Asimismo refirió que ha estado ayunando por la Iglesia, por todos los sacerdotes de Nicaragua y “por nuestra amada patria, para que el Señor nos ayude a todos a buscar juntos, sin exclusión, caminos de encuentro y entendimiento, donde podamos sentarnos a la mesa y el lugar principal de ella lo ocupen los pobres, los campesinos, los obreros, los desposeídos, los sencillos, viéndonos como hermanos, hijos de un mismo Dios y de un mismo padre”.

Oran por sus perseguidores

Monseñor Álvarez, que también es administrador apostólico de la Diócesis de Estelí, dijo que también están orando por los que los mantienen retenidos. 

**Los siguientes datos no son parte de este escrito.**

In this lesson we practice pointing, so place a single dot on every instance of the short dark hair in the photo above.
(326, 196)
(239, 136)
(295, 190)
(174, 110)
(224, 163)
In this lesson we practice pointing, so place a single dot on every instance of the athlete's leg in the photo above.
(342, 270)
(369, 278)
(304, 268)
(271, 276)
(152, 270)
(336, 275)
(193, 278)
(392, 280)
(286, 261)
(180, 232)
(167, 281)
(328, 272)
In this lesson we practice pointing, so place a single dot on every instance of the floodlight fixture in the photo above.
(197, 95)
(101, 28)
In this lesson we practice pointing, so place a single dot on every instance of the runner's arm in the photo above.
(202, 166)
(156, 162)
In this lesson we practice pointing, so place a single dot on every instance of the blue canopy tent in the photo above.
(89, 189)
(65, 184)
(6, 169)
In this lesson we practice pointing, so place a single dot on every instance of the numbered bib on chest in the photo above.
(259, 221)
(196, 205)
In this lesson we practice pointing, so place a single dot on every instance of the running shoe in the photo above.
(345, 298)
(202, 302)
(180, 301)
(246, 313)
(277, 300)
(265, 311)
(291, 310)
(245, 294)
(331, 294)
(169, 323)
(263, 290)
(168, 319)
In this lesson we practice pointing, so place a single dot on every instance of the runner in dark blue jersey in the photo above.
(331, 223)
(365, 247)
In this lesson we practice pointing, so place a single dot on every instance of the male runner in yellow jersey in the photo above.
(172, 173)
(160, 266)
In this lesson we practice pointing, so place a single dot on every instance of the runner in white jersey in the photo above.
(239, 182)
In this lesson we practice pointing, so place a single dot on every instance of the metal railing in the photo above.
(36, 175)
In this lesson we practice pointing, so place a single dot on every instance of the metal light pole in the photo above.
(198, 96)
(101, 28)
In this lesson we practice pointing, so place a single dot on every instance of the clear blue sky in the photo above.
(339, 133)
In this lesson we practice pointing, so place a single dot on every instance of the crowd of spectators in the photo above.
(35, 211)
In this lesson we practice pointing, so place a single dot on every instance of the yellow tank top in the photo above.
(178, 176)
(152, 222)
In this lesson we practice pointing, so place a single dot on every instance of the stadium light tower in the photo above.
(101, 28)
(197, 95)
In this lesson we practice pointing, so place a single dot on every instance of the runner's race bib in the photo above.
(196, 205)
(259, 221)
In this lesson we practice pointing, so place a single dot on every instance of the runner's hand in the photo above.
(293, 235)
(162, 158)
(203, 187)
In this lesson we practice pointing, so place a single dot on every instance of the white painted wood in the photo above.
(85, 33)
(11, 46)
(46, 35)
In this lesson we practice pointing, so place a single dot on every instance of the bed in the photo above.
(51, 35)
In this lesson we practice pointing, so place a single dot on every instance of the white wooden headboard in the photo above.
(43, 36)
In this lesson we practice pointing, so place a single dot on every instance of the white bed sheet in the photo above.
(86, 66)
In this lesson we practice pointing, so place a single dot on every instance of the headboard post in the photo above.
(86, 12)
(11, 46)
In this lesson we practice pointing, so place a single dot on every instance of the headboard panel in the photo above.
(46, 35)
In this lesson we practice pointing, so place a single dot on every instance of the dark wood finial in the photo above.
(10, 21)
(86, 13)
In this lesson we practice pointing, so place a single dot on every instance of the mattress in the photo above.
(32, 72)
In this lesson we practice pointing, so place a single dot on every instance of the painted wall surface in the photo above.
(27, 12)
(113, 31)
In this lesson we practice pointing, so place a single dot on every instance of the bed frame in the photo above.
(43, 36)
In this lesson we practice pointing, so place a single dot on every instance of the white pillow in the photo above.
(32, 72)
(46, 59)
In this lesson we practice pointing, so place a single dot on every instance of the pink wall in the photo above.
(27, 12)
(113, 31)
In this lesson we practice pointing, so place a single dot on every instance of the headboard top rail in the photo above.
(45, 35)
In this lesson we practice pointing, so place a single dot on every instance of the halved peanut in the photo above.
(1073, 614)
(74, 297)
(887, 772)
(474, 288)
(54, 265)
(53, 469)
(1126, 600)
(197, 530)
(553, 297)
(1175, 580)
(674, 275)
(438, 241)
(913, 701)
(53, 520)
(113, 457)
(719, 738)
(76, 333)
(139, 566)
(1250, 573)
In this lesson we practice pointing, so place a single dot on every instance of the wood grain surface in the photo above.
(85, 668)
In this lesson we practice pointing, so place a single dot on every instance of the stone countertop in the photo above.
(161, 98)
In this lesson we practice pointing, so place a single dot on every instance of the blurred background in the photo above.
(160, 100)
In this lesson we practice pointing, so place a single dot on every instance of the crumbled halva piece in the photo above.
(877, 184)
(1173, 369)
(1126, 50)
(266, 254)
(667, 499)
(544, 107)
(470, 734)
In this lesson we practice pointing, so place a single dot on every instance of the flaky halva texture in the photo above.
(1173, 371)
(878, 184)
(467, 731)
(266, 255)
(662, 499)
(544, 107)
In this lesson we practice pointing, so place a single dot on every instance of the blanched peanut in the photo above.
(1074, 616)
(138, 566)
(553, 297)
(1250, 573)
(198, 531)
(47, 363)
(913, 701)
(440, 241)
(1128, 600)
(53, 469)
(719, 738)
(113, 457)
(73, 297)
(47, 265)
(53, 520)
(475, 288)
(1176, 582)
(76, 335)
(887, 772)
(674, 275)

“Seguimos pidiéndole al Señor que les bendiga sus vidas, sus matrimonios, sus familias, sus trabajos, que el señor les bendiga sus alimentos, que el señor les bendiga sus pasos. Que el señor derrame su bendición sobre ellos”, señaló. 

De igual manera, el religioso aprovechó la homilía para agradecer a todos los hermanos y hermanas que desde ayer han estado pendientes de ellos y les pidió que sigan haciéndolo porque ellos están pendientes de todos.

También agradeció a los medios de comunicación nacionales e internacionales “que se han preocupado por nosotros, siganlo estando también”. 

La dictadura de Daniel Ortega y Rosario Murillo ha mantenido una actitud represiva contra la institución religiosa desde el 2018, cuando acusó a la jerarquía católica de haber sido parte de lo que el régimen llama “intento de golpe de Estado”. Desde entonces los ataques verbales y materiales han sido una constante. Un obispo y al menos dos sacerdotes están en el exilio obligados por las amenazas en su contra. Dos sacerdotes más están en la cárcel bajo acusaciones dudosas y otros tantos están bajo constante asedio policial y paramilitar.